Boosted trees ensemble

Boosted Trees, where the training parameters in this study are based on the Weighted Majority vote rule with the AdaBoost ensemble method. The learner type is Decision tree with maximum number of splits is 20, number of learners 30 and learning rate is 0.1. The performance of this classifier is 25% accuracy with prediction speed of 870 observation/second.

RUSBoosted trees ensemble

RUSBoosted trees, where the training parameters in this study are Combined RUS and standard boosting procedure of AdaBoost with RUSBoost ensemble method. The learner type is the decision tree with maximum number of splits is 20 and number of learners 30 and learning rate is 0.1. The performance of this classifier is 25% accuracy with prediction speed of 1200 observation/second.

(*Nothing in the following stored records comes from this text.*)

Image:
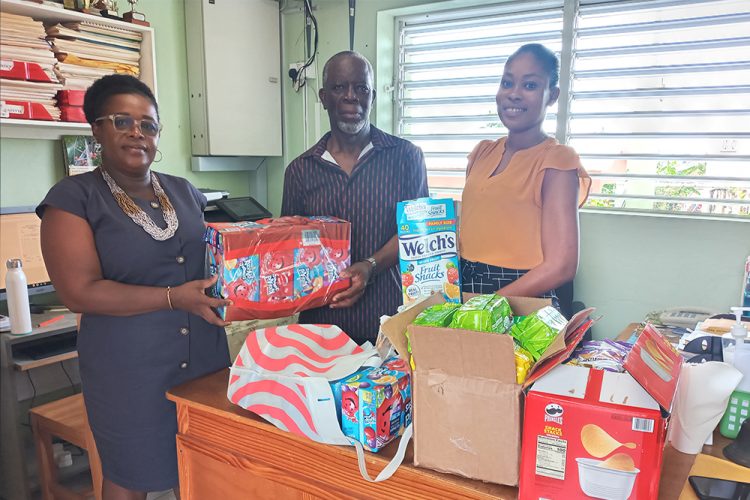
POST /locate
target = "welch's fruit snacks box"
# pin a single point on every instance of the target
(428, 249)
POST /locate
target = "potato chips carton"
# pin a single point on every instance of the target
(428, 249)
(591, 433)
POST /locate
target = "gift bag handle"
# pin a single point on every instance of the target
(392, 466)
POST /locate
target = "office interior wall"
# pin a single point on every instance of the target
(629, 264)
(31, 167)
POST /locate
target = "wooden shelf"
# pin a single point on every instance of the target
(39, 129)
(22, 364)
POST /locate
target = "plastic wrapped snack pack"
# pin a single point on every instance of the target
(537, 331)
(524, 362)
(437, 315)
(484, 313)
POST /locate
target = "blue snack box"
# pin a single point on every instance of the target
(376, 403)
(428, 249)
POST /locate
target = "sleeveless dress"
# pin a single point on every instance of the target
(128, 363)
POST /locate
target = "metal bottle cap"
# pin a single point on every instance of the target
(13, 264)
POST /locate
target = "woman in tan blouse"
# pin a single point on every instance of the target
(519, 216)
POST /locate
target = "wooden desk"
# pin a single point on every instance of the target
(227, 452)
(14, 483)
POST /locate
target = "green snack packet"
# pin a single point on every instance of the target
(537, 331)
(437, 315)
(484, 313)
(518, 319)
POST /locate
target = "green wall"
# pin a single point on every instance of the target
(629, 264)
(31, 167)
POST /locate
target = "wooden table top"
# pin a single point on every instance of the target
(209, 394)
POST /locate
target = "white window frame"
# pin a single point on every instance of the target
(565, 114)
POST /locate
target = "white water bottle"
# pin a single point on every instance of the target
(18, 298)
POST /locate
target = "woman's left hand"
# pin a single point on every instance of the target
(359, 272)
(191, 297)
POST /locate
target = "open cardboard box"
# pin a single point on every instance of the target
(593, 433)
(467, 404)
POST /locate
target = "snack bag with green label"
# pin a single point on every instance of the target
(484, 313)
(437, 315)
(537, 331)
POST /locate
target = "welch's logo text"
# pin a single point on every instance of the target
(424, 211)
(429, 245)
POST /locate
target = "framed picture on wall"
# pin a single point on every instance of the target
(81, 153)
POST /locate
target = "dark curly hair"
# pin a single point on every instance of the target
(545, 57)
(110, 85)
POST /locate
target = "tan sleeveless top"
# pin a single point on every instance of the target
(501, 216)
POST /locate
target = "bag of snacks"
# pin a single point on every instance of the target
(537, 331)
(484, 313)
(437, 315)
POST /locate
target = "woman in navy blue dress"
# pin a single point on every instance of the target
(123, 246)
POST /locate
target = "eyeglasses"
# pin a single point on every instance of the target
(125, 123)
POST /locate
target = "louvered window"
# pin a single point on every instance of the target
(655, 95)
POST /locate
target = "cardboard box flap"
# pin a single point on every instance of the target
(394, 328)
(521, 306)
(463, 353)
(571, 336)
(655, 365)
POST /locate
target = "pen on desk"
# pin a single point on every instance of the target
(51, 320)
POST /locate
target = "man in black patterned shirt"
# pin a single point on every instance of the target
(358, 173)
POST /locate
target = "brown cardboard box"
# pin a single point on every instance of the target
(467, 405)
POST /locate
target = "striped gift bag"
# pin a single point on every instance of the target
(283, 374)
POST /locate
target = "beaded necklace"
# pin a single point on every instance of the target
(140, 217)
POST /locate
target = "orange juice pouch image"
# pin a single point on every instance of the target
(428, 249)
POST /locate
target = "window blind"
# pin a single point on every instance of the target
(448, 72)
(656, 98)
(660, 105)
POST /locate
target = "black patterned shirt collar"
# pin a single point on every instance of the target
(379, 139)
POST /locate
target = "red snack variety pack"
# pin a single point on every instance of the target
(277, 267)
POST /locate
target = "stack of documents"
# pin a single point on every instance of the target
(87, 51)
(27, 78)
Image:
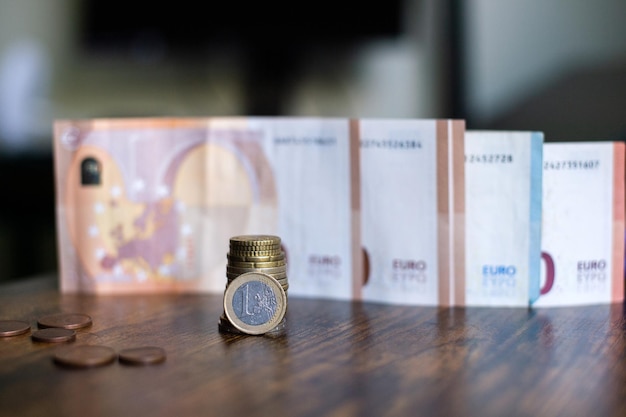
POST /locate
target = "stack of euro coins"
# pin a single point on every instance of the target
(255, 261)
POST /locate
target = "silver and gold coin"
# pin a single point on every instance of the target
(255, 303)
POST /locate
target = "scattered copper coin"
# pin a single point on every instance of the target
(65, 321)
(85, 356)
(54, 335)
(13, 328)
(145, 355)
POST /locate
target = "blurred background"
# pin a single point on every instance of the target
(557, 66)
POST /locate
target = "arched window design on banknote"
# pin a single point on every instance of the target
(167, 203)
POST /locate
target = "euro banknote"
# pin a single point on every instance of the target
(413, 210)
(503, 179)
(583, 224)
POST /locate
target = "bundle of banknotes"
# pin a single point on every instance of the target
(402, 211)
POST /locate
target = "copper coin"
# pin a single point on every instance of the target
(13, 328)
(54, 335)
(145, 355)
(85, 356)
(65, 321)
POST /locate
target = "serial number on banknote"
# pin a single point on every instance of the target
(492, 158)
(571, 164)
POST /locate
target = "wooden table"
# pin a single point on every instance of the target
(336, 359)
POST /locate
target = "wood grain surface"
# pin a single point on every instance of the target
(334, 359)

Multi-layer perceptron neural network

In addition, a comparison is conducted with the neural network of multi-layer perceptron neural network (MLP-NN) of one hundred hidden neurons. The NN realized accuracy of 88.3% to classify the different liver fibrosis levels as well as the normal case.

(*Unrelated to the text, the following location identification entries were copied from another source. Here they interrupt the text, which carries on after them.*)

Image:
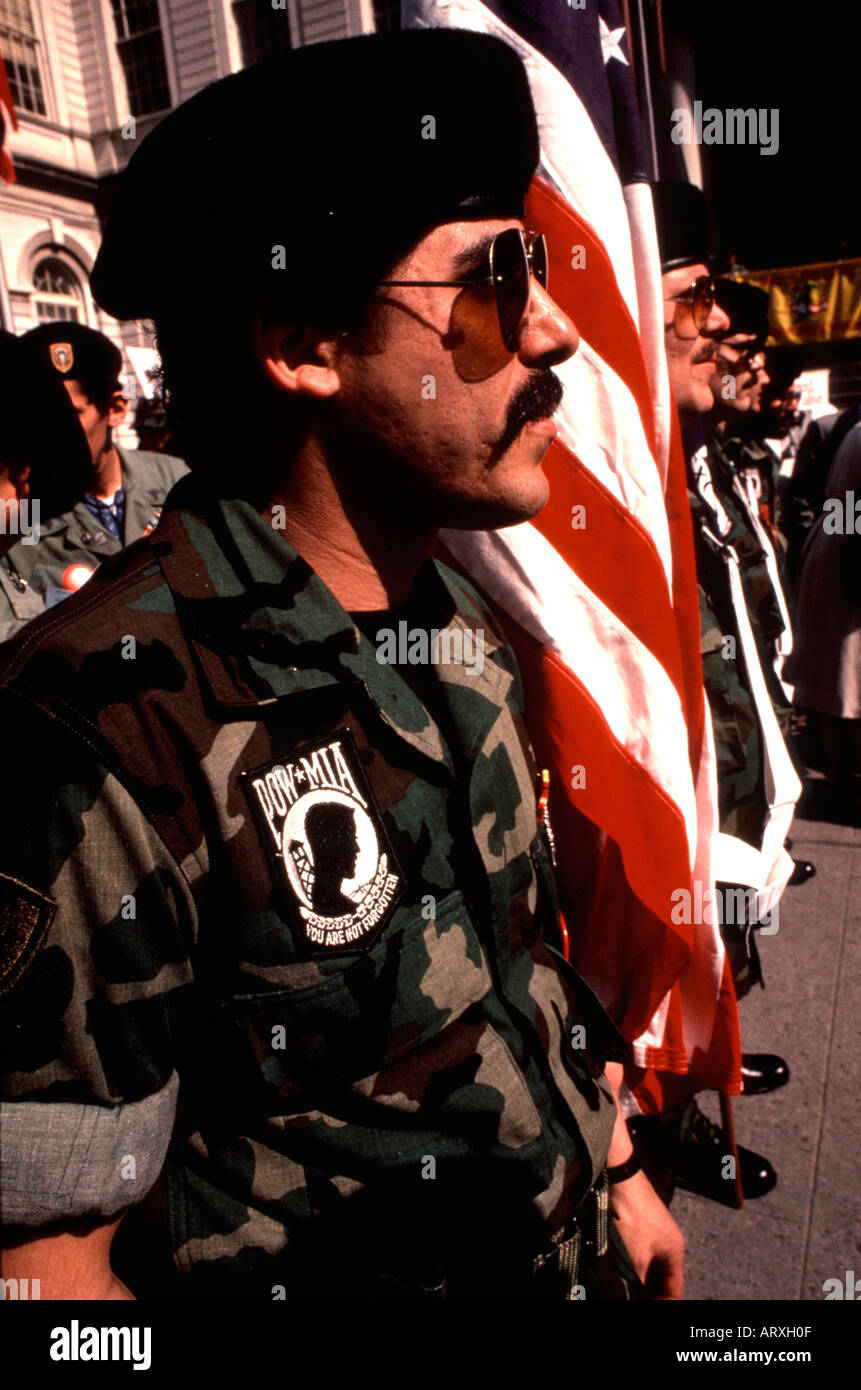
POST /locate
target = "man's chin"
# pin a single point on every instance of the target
(495, 513)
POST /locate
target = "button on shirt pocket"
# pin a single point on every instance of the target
(379, 1008)
(409, 1026)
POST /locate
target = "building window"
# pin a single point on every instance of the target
(57, 292)
(262, 29)
(387, 15)
(141, 52)
(21, 56)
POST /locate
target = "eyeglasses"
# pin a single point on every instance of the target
(512, 257)
(700, 298)
(746, 356)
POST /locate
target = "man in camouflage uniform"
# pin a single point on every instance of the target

Comparative study evaluation

The reporting of the accuracy percentages of the preceding classifiers to discriminate between the normal case and the three liver levels staging is illustrated in Table 1.

Table 1 Accuracy percentage of the different classifiers compared to the proposed ensemble

Table 1 reports that both the boosted trees ensemble and the RUSBoosted trees ensemble classifiers failed to classify the fibrosis levels. However, the MLP-NN accomplished 83% accuracy, which is superior to the subspace KNN ensemble and the bagged trees ensemble. Generally, the proposed random subspace discriminant ensemble achieved the best accuracy of 90% value. These results illustrated that bagging provides better performance than boosting, and the RSM outperforms them both and the MLP-NN. Additionally, in terms of the computational time, the subspace KNN ensemble took the least computational time as it has prediction speed of 44 observation/second, while the RUSBoosted trees ensemble took the longest computational time as it has prediction speed of 1200 observation/sec. However, the proposed subspace discriminant ensemble took reasonable computational time as it has prediction speed was 68 observation/second. The superiority of the RSM classification is due to its ability to handle small dataset (samples) size due to its random subspaces process. However, bagging suffers from a shifting effect on the generalization error on small training sample sizes, also boosting failed to classify the small size dataset as it handles only large training sample sizes [19]. Thus, it is recommended to conduct a comparative study on larger dataset with different classifier types.

Conclusions

This work offers significant contribution for liver fibrosis staging in schistosomiasis. The microscopic image analysis based on the statistical features was followed by using different ensemble of classifiers as well as the MLP-NN techniques and employed an ensemble of subspace discriminant classifiers for liver fibrosis staging. The results proved that the proposed random subspace discriminant ensemble realized the best accuracy of 90% compared to the other classifiers. In future, it is recommended to employ other ensemble rules and to increase the dataset size of the microscopic images. Furthermore, the morphological features can combined with the statistical features to realize better staging performance. In addition, the conventional neural network [20, 21] can be employed and compared with the proposed method.